JOHN
S. GORDON
October 30, 2001
ARIZONA MAN GETS NEARLY SIX YEARS IN PRISON
FOR PARTICIPATING IN MASSIVE TAX FRAUD RING
A Scottsdale resident has been sentenced to 71 months in federal
prison for conspiring with others to submit numerous false federal income
tax returns that sought refunds in the names of people whose identities
were fraudulently obtained from the database of a Los Angeles County agency.
Julius Alli, 41, who at the time of the offenses resided in Granada
Hills, California, was sentenced Monday afternoon in federal court in Los
Angeles. In addition to the prison term, United States District Judge George
H. King ordered Alli to pay $38,500 in restitution to the Internal Revenue
Service. That restitution figure represents about half of the money paid
out by the IRS in relation to fraudulent tax returns for which Alli was
held accountable.
Alli was convicted just over one year ago of five felony counts
– conspiracy to file false income tax returns and four counts of filing
bogus returns. After a four-day trial, a federal jury deliberated for one
day before delivering guilty verdicts on all counts alleged in a five-count
indictment.
The evidence presented at trial showed that Alli used the names
and Social Security numbers of unsuspecting adults and children to file
fraudulent tax returns. Alli received the names and related information
from county database lists obtained through his former wife, who at the
time of the criminal conduct in 1994 worked for the Los Angeles County
Department of Children and Family Services.
Alli and his co-conspirators used the information to prepare
multiple false tax returns in 1994 for income allegedly earned in 1993.

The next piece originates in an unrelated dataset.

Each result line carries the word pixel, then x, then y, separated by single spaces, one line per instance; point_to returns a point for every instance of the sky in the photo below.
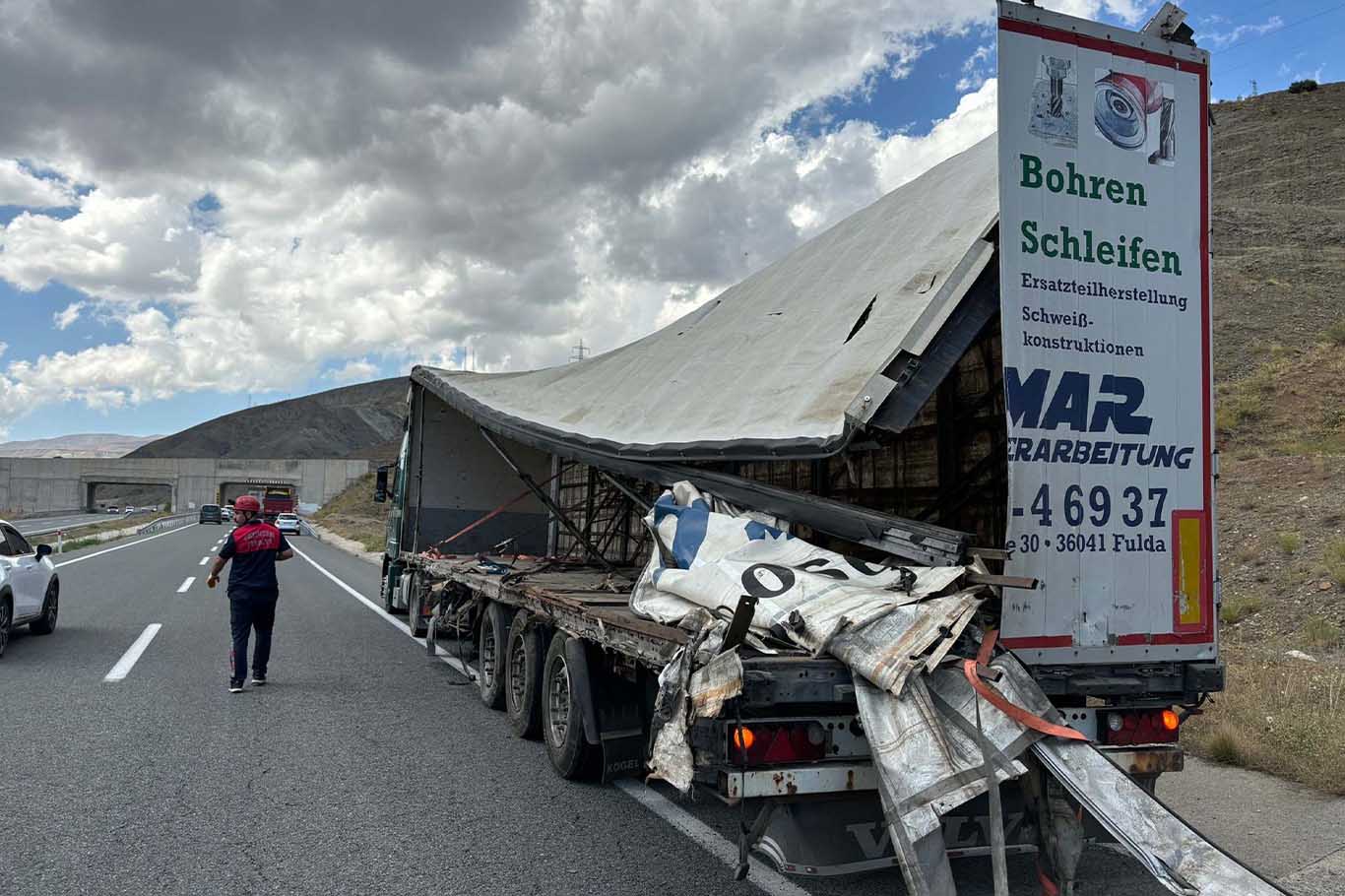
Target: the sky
pixel 203 209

The evidence showed that Alli and others rented private post office boxes
in Southern California and Phoenix, where they planned to receive refund
checks from the IRS.
The IRS estimates that the entire scheme netted approximately
$1 million before it was uncovered.
The conviction of Alli culminates a series of prosecutions against
members of this tax fraud ring. The prosecutions began in 1998 with “tax
day” searches and arrests that targeted one of the largest multiple-party
tax refund schemes ever. Previously charged and convicted were:
? Barry Nnanna, 40, of Sherman Oaks, who was convicted in June
1999 of conspiracy, false claims, and bank fraud. He was sentenced in September
1999 to 57 months in federal prison.
? Samuel Aragbaye, 49, and his wife, Olibisi Aragbaye, 41, both
of Riverside, who were sentenced in September 1999 to 78 months and 24
months, respectively, in prison, for their role in the scheme.
? Gabriel Popoola, 49, of Hawthorne, who received a sentence
of 18 months in prison for his role in the scheme.
? Dele Akanmu, 46, of Los Angeles, who pleaded guilty to the
scheme and was sentenced to two years in prison.
The cases against Alli and the other defendants were investigated
by Internal Revenue Service Criminal Investigation.